Editorial
Uninquiring minds

The rub is hidden in a line only slightly longer than a haiku. The inquiry will look at all aspects of the pandemic except: “actions taken unilaterally by state and territory governments”.

In those eight words are 3000 people locked in commission flats and an entire city under curfew. That line is the distance between people in a park and the choices made by people living alone. Likely, it hides a cruise ship docked at Circular Quay and the decisions to open or close schools.

The advice given to premiers about snap lockdowns and other measure will probably be excluded. So, too, draconian police powers and the established human rights abuses that followed them. There will be no scrutiny of whether these measures were effective or necessary.

“One of the things that I want to do from the lessons as well is to ensure that we’re positive, that the process of learning from the pandemic is constructive, rather than destructive,” Prime Minister Anthony Albanese said when announcing the inquiry.

“We need to make sure that this is forward focused and consider all of the Commonwealth responses to the pandemic.”

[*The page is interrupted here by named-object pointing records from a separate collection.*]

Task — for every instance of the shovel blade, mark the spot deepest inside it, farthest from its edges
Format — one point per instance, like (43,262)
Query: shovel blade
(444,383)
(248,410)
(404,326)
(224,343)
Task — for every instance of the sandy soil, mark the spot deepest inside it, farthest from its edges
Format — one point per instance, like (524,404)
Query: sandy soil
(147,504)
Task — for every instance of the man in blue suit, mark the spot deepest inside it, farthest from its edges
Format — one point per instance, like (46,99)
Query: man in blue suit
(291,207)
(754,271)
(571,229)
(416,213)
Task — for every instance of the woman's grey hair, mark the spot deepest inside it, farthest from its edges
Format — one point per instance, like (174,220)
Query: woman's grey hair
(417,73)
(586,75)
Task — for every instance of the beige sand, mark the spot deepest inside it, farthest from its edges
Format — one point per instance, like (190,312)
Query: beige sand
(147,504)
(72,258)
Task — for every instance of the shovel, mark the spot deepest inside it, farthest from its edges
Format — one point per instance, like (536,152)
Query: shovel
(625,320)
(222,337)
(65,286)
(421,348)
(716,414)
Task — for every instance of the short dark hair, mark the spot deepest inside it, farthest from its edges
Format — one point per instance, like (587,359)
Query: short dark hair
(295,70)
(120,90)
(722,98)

The inquiry will not be a royal commission, although one was promised. It will have only a year to make its findings. The decision to limit its scope may seem tricky, because it is. The Australian Medical Association has already called it a half-inquiry.

Sceptics suggest Albanese is deliberately shielding Labor premiers from scrutiny. This is a foolish choice. More pandemics are an inevitability of climate change, and the country would benefit from a frank and pointed assessment of this one.

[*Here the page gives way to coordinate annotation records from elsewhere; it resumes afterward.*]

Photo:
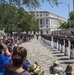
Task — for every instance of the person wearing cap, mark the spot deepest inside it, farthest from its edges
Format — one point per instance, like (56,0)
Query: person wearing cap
(35,69)
(56,69)
(4,59)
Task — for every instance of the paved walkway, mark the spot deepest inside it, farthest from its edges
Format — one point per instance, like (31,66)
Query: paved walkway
(45,55)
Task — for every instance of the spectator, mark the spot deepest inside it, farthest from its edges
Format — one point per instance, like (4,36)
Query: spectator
(69,70)
(35,69)
(18,57)
(4,59)
(56,69)
(26,65)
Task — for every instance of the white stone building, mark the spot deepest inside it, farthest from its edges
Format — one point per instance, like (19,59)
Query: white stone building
(47,21)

The response to the pandemic was inescapably tied up in the relationship between the states and the Commonwealth. Throughout, federal powers went unused. The Morrison government preferred to leave the difficult decisions to premiers.

The Commonwealth oversight possible for hotel quarantine was never utilised, only because it entailed responsibility. Border rules were federal, but the Rydges on Swanston was Victoria’s problem.

The Commonwealth obligation to aged-care homes, places where people were most vulnerable to death, was never acted on. Again, the choices were piecemeal and belonged to the states.

Presumably, Albanese hopes this inquiry will be a relitigation of Scott Morrison’s incompetence. On that, he might as well have given the independent panel a barrel and a gun each with which to shoot fish.

The inquiry will deal with the inability to negotiate vaccine supply, with the missed emails and fumbled opportunities, the slapstick approach to public health. It will remind us that the vaccine plan was never updated.

Probably it will look at the perverse incentives for testing companies and the inconsistencies of rapid antigen kits, until the government gave up all together. It will underline the back-of-a-napkin planning for JobKeeper and possibly call the businesspeople who advised on the scheme’s generosity. Hopefully, it will probe the arbitrary exclusions that left entire sectors adrift.

Each of these points warrants attention. The federal government has significant responsibilities in a pandemic. Yet the states remain responsible for public health and hospitals, for schools and policing. To exclude unilateral decisions in these areas is purely political – the same politics that have frustrated the pandemic response from the very beginning. It’s possible Albanese’s not all that different from Morrison, he’s just a little smarter.